Pouring water from the 10 liter container

Question

The answer to the following "decanting" puzzle

Split 10L in half using 4L and 6L jugs

was

It is impossible to pour out 5 liters from 10 liter jug using 6 and 4 liter jugs

Maybe not if you are given more information!

You have three rectangle prism containers: 10, 8 and 6 liters. Their cross-section is shown in the image below. All dimensions are in cm.

The 10 liter container is full of water (10 liters) others are empty.

Can you pour out 5 (+- 0.1) liters of water from it into any other container? Result should be 5 liters of water remaining in the 10 liter container and 5 liters in another container.

You have no marking or measuring tools.You can assume that any pouring you do will be done carefully with little spillage.

Please explain your method.

Answer 1

I'm not sure if this is fine, but

You can just tilt and pour slowly the 10 liter container, until the water surface line connects the two diagonal points.

Answer 2

Inspired by athin's answer and DrD's response to it.

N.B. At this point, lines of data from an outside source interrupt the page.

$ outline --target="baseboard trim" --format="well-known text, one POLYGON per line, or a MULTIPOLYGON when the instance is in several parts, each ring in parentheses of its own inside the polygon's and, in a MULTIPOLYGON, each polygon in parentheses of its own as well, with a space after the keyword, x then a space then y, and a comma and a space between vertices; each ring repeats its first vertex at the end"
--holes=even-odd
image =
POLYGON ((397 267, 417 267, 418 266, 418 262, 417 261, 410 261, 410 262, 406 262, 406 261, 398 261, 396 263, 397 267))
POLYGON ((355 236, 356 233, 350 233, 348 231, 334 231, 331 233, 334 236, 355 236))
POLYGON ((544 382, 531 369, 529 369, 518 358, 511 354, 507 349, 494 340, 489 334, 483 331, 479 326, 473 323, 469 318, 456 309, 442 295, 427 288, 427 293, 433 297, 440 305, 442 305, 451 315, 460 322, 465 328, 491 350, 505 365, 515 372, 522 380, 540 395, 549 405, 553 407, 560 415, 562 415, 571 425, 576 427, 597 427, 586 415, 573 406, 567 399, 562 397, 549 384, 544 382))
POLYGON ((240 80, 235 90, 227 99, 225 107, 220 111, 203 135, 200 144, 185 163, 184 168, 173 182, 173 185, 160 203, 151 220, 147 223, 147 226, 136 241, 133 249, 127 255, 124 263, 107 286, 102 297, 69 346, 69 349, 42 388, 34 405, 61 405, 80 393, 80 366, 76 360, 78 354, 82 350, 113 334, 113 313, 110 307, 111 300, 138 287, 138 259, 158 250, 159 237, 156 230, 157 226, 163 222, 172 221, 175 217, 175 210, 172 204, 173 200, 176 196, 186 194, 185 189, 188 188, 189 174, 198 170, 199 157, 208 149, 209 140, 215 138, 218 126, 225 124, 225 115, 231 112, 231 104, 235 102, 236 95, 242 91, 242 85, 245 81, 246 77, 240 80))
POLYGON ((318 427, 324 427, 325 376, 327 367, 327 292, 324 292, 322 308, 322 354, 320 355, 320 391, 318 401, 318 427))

The 10 L container will spill half its contents when its edge is lowered to $$\frac{30 * 19}{\sqrt{30^2 + 19^2}} \approx 16 cm$$

This can be achieved like so:

The 8 L container's third dimension is 10 cm. Lay it on its side so it acts as a 10 cm platform. Put the 6 cm tall 6 L container on top of it. Its top edge is now 16 cm above the table. Lean the 10 L into the 6 L container so their edges meet and 5 L will flow from the 10 L container into the 6 L container.

Answer 3

It can be done quite nicely like this:

Use the 6L container standing on its side to measure 25/40 = 5/8 of the way up the 8L container. Then pour up to that point, which is 5L, and we're done!

Answer 4

As all the reasonable solutions seem to be disallowed:

It is trivial to get to 4.8l, simply put 8l container inside the 6l one and fill the 6l one to the edge so it holds 4.8l.

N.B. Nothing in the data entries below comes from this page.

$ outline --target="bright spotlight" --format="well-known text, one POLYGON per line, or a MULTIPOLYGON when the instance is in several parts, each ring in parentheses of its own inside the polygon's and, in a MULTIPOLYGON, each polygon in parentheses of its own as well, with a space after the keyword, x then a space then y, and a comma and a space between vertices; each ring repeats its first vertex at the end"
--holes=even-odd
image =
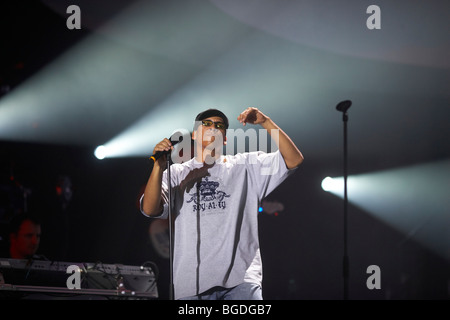
POLYGON ((106 147, 105 146, 98 146, 95 151, 94 155, 97 157, 97 159, 102 160, 106 157, 106 147))
POLYGON ((331 177, 326 177, 325 179, 322 180, 322 189, 324 191, 330 191, 332 186, 333 186, 333 178, 331 177))
POLYGON ((322 180, 322 189, 327 192, 338 193, 343 192, 344 183, 342 178, 326 177, 322 180))

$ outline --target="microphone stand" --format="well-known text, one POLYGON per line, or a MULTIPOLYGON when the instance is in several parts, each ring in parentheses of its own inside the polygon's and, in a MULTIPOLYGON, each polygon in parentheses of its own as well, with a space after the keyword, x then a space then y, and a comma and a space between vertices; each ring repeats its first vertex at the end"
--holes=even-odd
POLYGON ((174 293, 173 293, 173 219, 172 219, 172 187, 171 187, 171 176, 170 176, 170 165, 172 162, 171 159, 171 152, 169 152, 166 156, 166 162, 167 162, 167 187, 168 187, 168 193, 169 193, 169 199, 168 199, 168 209, 169 209, 169 269, 170 269, 170 288, 169 288, 169 299, 174 300, 174 293))
POLYGON ((343 257, 343 277, 344 277, 344 300, 348 300, 348 280, 349 280, 349 259, 347 252, 347 110, 352 105, 350 100, 340 102, 336 109, 342 112, 344 122, 344 257, 343 257))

There is no other stacking of containers that is better:

• 10L inside 6L vertically = 4L
• 10L inside 6L horizontally 1 = 2.6L
• 10L inside 6L horizontally 2 = 2.8L
• 8L inside 6L vertically = 4.8L (the best solution)
• 8L inside 6L horizontally 1 = 1.2L
• 8L inside 6L horizontally 2 = 3.6L
• 8L and 10L vertically inside 6L = 2.8L
• 8L vertically and 10L horizontally inside 6L 1 = 1.4L
• 8L vertically and 10L horizontally inside 6L 2 = 1.6L
• 8L inside 10L (if it fits, I haven't calculated): 4L
• 6L on the side inside 10L one (side that fits): 5.5L
• 6L on the side inside 10L one (side that doesn't fit, taking just surface areas): 2.8L
• 6L on the side inside 8L one (doesn't fit, taking surface areas): 2L

Yes, you can think of a sequence of moves that gets you to arbitrary point... if you have 2 extra empty unlimited drums. Otherwise you can't.

Answer 5

• Fill 8 liter container, 2 liters left in the 10 liter container.
• Fill 6 liter container from 8 liter container, now both 10 and 8 liter containers have 2 liters both.
• Pour 2 liters from 8 liter container to 10 liter container. Now 10 liter container has 4 liters and 6 liter container is full.
• Press 8 liter container in to the 6 liter container. This will overflow the 6 liter container and leave 0,9 liters in it. (6 liter container diameters are 25x40x6 and 8 liter container diameters are 20x10x40. When 8 liter container is in 6 liter container, it leaves the volume of 5x30x6 = 0,9 liters)
• Pour the 0,9 liters left in the 6 liter container to the 10 liter container and it will have 4,9 liters which will be in the allowed limits(5 liters +/- 0,1 liter)

This of course assumes that the walls of the containers (especially the 8 liter container) are infinitely thin.